The Other: About the Role of Art and Culture in the Balkans

November 2005 -

The European Cultural Foundation (ECF) started a Balkan Reflection Group early in 2005. This group has focused in particular on the part that art and culture play in the political changes in Yugoslavia and Albania, and on the possibilities art and culture offer as factors for reconciliation and development.

On 1 December 2005 the ECF, in cooperation with the HIVOS, has organised a conference in the Peace Palace in The Hague entitled The Heart of the Matter, in which more than one hundred policy makers, artists and journalists will discuss the part culture can play in integrating the Balkan into the European Union. Violeta Simjanovska, a cultural manager from Macedonia, will explain her views on this topic.

About the Balkans

What is the first thing that comes into your mind when the Balkan is mentioned? Is it the cultural values that are achieved in this region? Or do you have another association?
"It is a fact that there is a widespread negative perception of the Balkans, especially in Western cultures. It is also a common fact that ‘Balkanization’ (a word created in early 20th century Europe) marks not only the change of political units and cultures, but it is also a synonym for returning to the primitive and the barbarian. Finally, the Balkan is often described as the other in relation to Europe."
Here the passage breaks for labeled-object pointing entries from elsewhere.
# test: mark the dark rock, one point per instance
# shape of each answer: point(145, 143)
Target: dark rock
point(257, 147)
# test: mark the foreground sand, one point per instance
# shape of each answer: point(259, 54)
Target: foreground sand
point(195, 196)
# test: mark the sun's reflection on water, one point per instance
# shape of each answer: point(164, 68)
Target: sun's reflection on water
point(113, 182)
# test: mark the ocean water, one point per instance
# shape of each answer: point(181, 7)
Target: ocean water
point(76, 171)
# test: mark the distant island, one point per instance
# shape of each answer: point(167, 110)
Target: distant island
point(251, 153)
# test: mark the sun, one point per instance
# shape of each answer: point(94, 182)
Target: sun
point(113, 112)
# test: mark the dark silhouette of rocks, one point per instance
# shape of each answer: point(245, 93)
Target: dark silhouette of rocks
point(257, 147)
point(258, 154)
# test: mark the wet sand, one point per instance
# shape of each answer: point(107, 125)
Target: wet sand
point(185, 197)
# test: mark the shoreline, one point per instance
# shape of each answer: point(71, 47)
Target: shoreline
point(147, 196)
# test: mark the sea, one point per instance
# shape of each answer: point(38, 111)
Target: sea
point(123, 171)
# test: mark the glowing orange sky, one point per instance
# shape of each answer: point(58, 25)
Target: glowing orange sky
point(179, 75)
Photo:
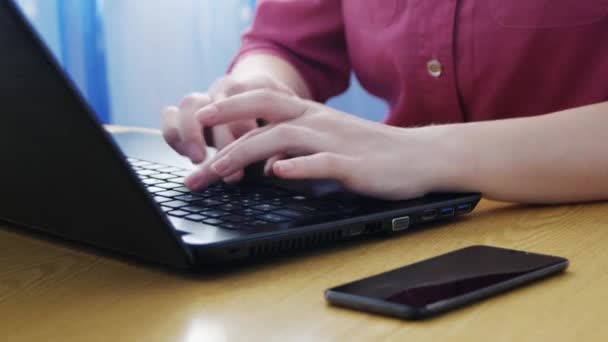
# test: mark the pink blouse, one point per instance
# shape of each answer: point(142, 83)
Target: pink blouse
point(439, 61)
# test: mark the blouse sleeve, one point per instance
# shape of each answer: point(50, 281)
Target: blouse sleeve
point(309, 34)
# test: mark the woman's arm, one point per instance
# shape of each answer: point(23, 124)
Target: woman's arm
point(267, 65)
point(553, 158)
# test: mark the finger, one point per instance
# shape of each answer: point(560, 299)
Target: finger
point(286, 139)
point(269, 105)
point(203, 177)
point(229, 87)
point(270, 162)
point(324, 165)
point(170, 130)
point(190, 129)
point(224, 137)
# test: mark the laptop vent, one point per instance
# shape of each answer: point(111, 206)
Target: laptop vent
point(297, 243)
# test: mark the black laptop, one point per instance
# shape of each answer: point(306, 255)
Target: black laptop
point(63, 174)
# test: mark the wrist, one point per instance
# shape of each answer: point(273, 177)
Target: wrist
point(449, 159)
About the Role of Art and Culture in the Balkans

"The Balkan has been faced with tense relations on various levels that sometimes may have escalated into undesired directions, especially in the last fifteen transitional years. With the whole political, economic, social and security context of this region in mind, it may sound absurd to talk about art and culture as an important factor for development and stabilization. However, it should be emphasised that artists, workers in the field of culture and intellectuals have contributed favourably to these tense relations either by calming them or by offering wider cultural and intellectual perspectives.

"It should also be underlined that the influence of Art and Culture with all its activities in the Balkan in recent years was a necessary part of the wider process of adjusting the relations between the nations, cultures, histories and territories. In this very significant process, the artists and intellectuals, as well as the representatives of the NGO sector were the first to start a dialogue and enhance the democratic environment."

About the mutual vision

"Overcoming the borders and stereotypes and sharing the common European vision for the pluralism of orientations, and implementing this in everyday life, will mean changing our mental maps. This process has already started, and it is only a question of time when Culture and Art will have become tools of communication for the other in order to be creative and to be the essential component of a democratic movement, of integration, of plurality and freedom. These are, after all, very important bases for our further social, cultural and economic development. "

Violeta Simjanovska is the Executive Director of the PAC (Performing Arts Centre) Multimedia in Skopje, Macedonia. She is involved in many cultural cooperation projects in Macedonia and Europe.